On his hands and knees again, in the choking smoke, unable to see or breathe, he could remember approximately how many paces he had crawled in what direction. Retracing his first path, unable to make out anything around him, he went to where he thought he was supposed to go.

And there she was.

A limp baby in a diaper.

He grabbed her and stood upright and ran.

Later, when he and the others visited the hospital to pay their respects to the family, tears rolled down his face as he recounted the events.

“I didn’t find her,” the deputy said, “she found me.”

It has been hard at the hospital. There were burns, and smoke inhalation, and an hour-by-hour, day-after-day watch, played out to the rhythm of the ventilators, waiting for signs of life.

On Sunday morning, Randy was sorrowful and distracted as he drove to the hospital. He missed his turn and ended up in the wrong part of town, driving up Lake Avenue. As he did, he noticed that he had passed a small, neighborhood church. A church where years before he had taken Katie for Girl Scouts.
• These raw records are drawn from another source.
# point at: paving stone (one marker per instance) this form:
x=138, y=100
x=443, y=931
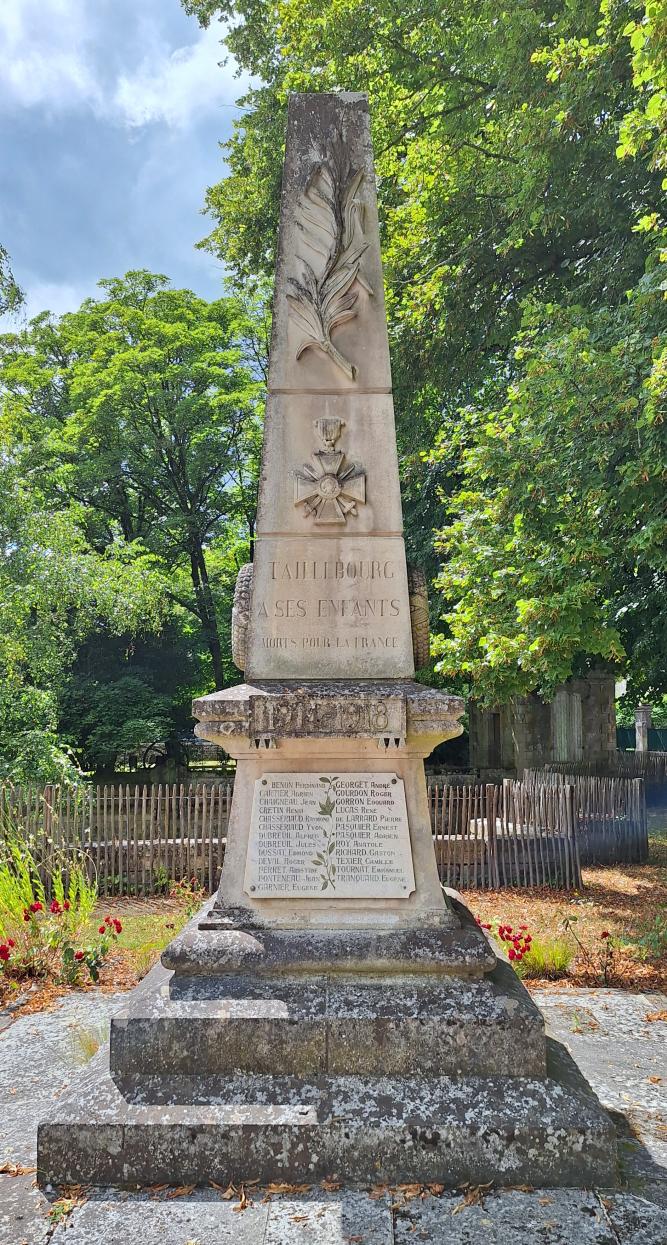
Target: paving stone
x=19, y=1123
x=330, y=1219
x=321, y=1025
x=635, y=1220
x=549, y=1216
x=23, y=1212
x=198, y=1220
x=168, y=1129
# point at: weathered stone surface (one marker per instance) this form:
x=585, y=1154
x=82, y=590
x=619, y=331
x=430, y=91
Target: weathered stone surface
x=312, y=709
x=363, y=1131
x=314, y=1026
x=21, y=1212
x=555, y=1216
x=330, y=585
x=197, y=1220
x=330, y=1219
x=210, y=948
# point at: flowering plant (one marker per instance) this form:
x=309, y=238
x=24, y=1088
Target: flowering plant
x=519, y=939
x=41, y=938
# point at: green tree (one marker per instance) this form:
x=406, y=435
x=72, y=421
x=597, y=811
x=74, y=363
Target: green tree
x=520, y=158
x=55, y=590
x=556, y=555
x=11, y=296
x=141, y=408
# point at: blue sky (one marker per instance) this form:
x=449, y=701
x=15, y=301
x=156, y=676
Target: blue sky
x=111, y=112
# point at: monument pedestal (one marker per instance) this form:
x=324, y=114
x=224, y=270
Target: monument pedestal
x=334, y=1014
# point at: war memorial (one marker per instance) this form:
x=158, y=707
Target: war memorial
x=332, y=1012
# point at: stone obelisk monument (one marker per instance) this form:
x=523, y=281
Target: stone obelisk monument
x=332, y=1012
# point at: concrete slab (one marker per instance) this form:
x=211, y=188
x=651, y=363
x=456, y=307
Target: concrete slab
x=330, y=1219
x=194, y=1220
x=554, y=1216
x=23, y=1212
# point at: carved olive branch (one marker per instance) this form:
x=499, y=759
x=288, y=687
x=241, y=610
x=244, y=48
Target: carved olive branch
x=331, y=219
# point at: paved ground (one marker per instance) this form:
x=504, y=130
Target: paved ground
x=621, y=1052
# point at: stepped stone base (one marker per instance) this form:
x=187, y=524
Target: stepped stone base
x=317, y=1026
x=361, y=1078
x=230, y=940
x=362, y=1131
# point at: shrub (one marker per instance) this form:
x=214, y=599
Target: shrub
x=40, y=938
x=546, y=958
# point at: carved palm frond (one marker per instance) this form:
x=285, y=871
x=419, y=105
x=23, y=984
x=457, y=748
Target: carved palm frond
x=331, y=219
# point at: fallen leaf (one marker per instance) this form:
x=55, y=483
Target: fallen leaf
x=279, y=1187
x=244, y=1200
x=15, y=1169
x=473, y=1195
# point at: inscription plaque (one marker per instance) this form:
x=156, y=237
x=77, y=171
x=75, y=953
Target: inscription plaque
x=320, y=716
x=329, y=836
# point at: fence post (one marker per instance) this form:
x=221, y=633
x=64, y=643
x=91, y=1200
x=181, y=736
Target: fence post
x=573, y=844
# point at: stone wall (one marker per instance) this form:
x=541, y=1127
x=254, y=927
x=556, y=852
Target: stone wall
x=578, y=725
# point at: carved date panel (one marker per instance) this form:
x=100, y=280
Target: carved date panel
x=322, y=716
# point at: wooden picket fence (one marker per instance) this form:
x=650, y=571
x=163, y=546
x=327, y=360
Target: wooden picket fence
x=531, y=833
x=610, y=814
x=133, y=839
x=493, y=837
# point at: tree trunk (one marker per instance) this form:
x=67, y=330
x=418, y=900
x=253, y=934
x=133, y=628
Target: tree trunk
x=205, y=609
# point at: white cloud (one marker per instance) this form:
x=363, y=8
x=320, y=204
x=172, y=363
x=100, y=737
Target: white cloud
x=115, y=60
x=45, y=54
x=173, y=86
x=56, y=296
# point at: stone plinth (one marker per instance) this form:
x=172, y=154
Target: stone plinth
x=341, y=730
x=334, y=1012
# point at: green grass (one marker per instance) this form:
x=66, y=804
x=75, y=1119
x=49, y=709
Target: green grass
x=548, y=958
x=146, y=935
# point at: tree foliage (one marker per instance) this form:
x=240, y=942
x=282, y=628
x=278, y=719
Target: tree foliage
x=130, y=432
x=556, y=554
x=141, y=408
x=54, y=591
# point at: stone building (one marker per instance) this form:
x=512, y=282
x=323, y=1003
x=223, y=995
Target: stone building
x=578, y=725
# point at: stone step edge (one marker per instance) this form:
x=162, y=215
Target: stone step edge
x=509, y=1133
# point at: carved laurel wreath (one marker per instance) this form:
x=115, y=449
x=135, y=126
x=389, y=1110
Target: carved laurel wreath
x=331, y=219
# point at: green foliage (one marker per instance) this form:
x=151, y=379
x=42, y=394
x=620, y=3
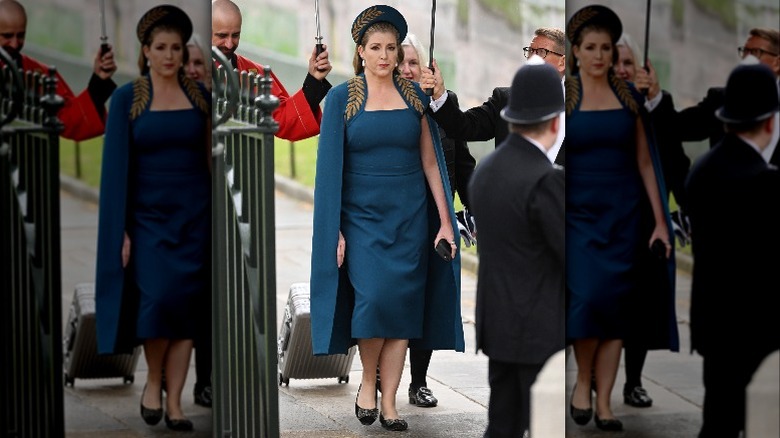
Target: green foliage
x=90, y=155
x=725, y=10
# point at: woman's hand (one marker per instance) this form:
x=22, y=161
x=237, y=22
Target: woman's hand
x=447, y=234
x=125, y=250
x=341, y=248
x=662, y=233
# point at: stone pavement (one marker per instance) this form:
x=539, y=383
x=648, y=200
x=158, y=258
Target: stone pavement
x=324, y=408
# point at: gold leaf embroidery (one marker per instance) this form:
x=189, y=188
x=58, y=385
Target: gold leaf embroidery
x=191, y=88
x=363, y=19
x=140, y=96
x=624, y=94
x=356, y=96
x=409, y=93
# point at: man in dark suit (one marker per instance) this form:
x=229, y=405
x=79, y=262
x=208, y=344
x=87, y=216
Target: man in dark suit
x=699, y=122
x=482, y=123
x=733, y=196
x=520, y=290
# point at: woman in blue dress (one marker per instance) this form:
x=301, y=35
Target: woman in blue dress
x=612, y=177
x=154, y=232
x=379, y=208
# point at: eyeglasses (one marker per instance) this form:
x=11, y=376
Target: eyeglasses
x=529, y=51
x=744, y=51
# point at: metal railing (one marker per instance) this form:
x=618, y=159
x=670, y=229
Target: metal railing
x=30, y=277
x=244, y=264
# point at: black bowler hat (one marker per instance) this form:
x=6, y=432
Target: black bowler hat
x=166, y=15
x=376, y=14
x=751, y=95
x=536, y=94
x=594, y=15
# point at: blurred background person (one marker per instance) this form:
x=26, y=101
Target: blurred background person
x=154, y=230
x=735, y=279
x=650, y=318
x=83, y=116
x=611, y=171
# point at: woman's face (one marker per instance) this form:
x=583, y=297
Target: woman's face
x=196, y=66
x=410, y=68
x=626, y=66
x=380, y=54
x=165, y=53
x=594, y=53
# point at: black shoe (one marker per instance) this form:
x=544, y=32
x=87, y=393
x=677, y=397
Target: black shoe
x=180, y=425
x=422, y=397
x=580, y=416
x=610, y=424
x=203, y=396
x=366, y=416
x=637, y=397
x=150, y=416
x=396, y=424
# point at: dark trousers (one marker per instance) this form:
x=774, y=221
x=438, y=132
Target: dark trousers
x=726, y=376
x=509, y=409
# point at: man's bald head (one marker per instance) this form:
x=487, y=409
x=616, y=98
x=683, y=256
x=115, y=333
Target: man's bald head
x=13, y=26
x=225, y=26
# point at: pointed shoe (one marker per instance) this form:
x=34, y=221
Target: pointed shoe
x=365, y=416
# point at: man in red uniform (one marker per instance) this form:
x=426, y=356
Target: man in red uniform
x=83, y=116
x=298, y=115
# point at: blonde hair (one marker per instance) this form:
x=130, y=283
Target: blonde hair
x=412, y=40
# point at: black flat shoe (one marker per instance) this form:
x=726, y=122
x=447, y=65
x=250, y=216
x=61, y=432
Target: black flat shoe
x=179, y=425
x=637, y=397
x=610, y=424
x=422, y=397
x=395, y=424
x=366, y=416
x=203, y=396
x=150, y=416
x=580, y=416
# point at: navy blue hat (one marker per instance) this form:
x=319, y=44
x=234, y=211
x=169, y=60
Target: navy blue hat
x=594, y=15
x=751, y=95
x=376, y=14
x=536, y=94
x=166, y=15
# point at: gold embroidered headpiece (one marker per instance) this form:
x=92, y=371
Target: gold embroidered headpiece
x=376, y=14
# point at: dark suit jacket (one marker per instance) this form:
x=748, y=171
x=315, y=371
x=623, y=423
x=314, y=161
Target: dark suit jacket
x=460, y=162
x=518, y=202
x=734, y=212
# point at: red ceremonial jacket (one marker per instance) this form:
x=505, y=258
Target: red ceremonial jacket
x=294, y=115
x=79, y=116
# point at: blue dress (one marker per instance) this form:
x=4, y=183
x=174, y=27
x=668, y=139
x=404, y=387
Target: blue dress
x=603, y=192
x=384, y=223
x=169, y=211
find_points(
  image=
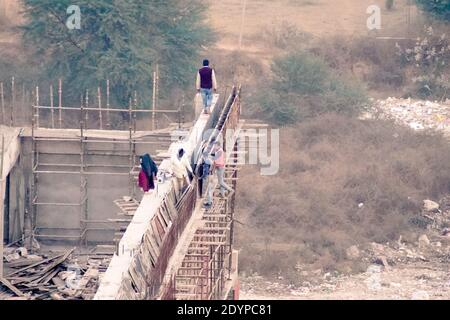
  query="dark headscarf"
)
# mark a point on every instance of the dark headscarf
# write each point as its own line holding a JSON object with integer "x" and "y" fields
{"x": 148, "y": 165}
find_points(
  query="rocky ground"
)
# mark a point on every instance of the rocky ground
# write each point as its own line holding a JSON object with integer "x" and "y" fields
{"x": 418, "y": 270}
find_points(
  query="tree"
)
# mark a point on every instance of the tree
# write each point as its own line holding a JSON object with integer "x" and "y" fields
{"x": 437, "y": 8}
{"x": 119, "y": 40}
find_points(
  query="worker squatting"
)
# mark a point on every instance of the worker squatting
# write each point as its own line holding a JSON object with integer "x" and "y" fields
{"x": 211, "y": 159}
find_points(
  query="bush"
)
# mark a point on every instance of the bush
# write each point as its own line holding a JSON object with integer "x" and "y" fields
{"x": 437, "y": 8}
{"x": 283, "y": 35}
{"x": 304, "y": 86}
{"x": 329, "y": 165}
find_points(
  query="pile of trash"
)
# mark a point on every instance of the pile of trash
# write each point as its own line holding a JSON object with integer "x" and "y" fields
{"x": 417, "y": 114}
{"x": 57, "y": 277}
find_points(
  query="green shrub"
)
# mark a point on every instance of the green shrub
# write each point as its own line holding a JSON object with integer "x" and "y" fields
{"x": 429, "y": 59}
{"x": 437, "y": 8}
{"x": 304, "y": 86}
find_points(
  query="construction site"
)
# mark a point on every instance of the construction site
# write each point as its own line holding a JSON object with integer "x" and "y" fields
{"x": 333, "y": 115}
{"x": 74, "y": 193}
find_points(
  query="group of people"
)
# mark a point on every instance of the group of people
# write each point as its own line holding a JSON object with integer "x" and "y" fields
{"x": 212, "y": 161}
{"x": 212, "y": 155}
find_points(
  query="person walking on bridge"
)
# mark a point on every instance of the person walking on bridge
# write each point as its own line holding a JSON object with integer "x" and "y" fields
{"x": 206, "y": 83}
{"x": 218, "y": 155}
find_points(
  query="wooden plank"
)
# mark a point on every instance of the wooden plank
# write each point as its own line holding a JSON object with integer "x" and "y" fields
{"x": 32, "y": 266}
{"x": 58, "y": 261}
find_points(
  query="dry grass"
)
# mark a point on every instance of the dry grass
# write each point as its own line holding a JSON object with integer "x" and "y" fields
{"x": 309, "y": 212}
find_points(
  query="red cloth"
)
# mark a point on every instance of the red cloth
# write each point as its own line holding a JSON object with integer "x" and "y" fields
{"x": 143, "y": 181}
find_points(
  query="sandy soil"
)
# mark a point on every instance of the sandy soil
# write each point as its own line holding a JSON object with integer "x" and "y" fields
{"x": 418, "y": 281}
{"x": 321, "y": 18}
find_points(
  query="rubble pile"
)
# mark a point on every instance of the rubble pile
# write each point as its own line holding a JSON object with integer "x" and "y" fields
{"x": 56, "y": 277}
{"x": 417, "y": 114}
{"x": 395, "y": 270}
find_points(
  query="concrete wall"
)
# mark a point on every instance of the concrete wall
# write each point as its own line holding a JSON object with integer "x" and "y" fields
{"x": 102, "y": 189}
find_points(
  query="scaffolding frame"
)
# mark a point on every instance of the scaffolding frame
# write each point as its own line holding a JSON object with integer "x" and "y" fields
{"x": 83, "y": 169}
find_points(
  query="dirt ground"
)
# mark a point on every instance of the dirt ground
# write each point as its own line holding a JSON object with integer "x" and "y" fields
{"x": 320, "y": 18}
{"x": 419, "y": 281}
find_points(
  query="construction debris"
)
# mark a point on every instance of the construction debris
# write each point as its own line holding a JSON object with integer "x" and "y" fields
{"x": 59, "y": 277}
{"x": 417, "y": 114}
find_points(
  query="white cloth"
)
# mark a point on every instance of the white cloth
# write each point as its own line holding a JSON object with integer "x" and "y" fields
{"x": 180, "y": 167}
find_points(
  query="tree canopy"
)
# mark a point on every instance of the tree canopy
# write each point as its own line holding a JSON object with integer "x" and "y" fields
{"x": 120, "y": 40}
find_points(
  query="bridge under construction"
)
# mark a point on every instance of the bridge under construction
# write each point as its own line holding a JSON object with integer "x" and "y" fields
{"x": 71, "y": 198}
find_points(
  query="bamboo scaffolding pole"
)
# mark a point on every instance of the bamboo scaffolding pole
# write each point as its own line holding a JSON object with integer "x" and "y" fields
{"x": 100, "y": 114}
{"x": 112, "y": 109}
{"x": 154, "y": 101}
{"x": 36, "y": 111}
{"x": 86, "y": 107}
{"x": 52, "y": 109}
{"x": 60, "y": 102}
{"x": 108, "y": 119}
{"x": 2, "y": 206}
{"x": 23, "y": 103}
{"x": 2, "y": 97}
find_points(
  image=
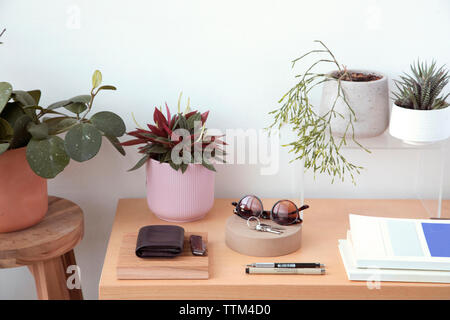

As he drove, he felt the Spirit tell him to go back.

A couple of minutes later, he walked quietly into the sanctuary and sat unobtrusively in a rear pew.

They were singing a hymn.

A hymn that called believers to their knees, to come to their Master and find comfort and salvation at his hand.

Randy stepped into the aisle and fell to his knees, his head down, sobbing.

When he regained his composure, and his heart was full, he lifted his head and opened his eyes. Most of the congregation had gathered around him, kneeling.

He said to a woman, “I don’t worship in this house, but I am of your family.”

“I know you are,” she answered.

Then she took his hand and walked him to the front, where he spoke to the worshippers, telling them what his daughter and her children were passing through, and testifying to them of the goodness of God.

The days since have been hard. The news has not all been good. The fight for life is not always rewarded. And last night he had to step outside.

To leave the bedside and the gathered family.

He had to go outside and cry.

Which is what a loving Father does when he sees his children suffer.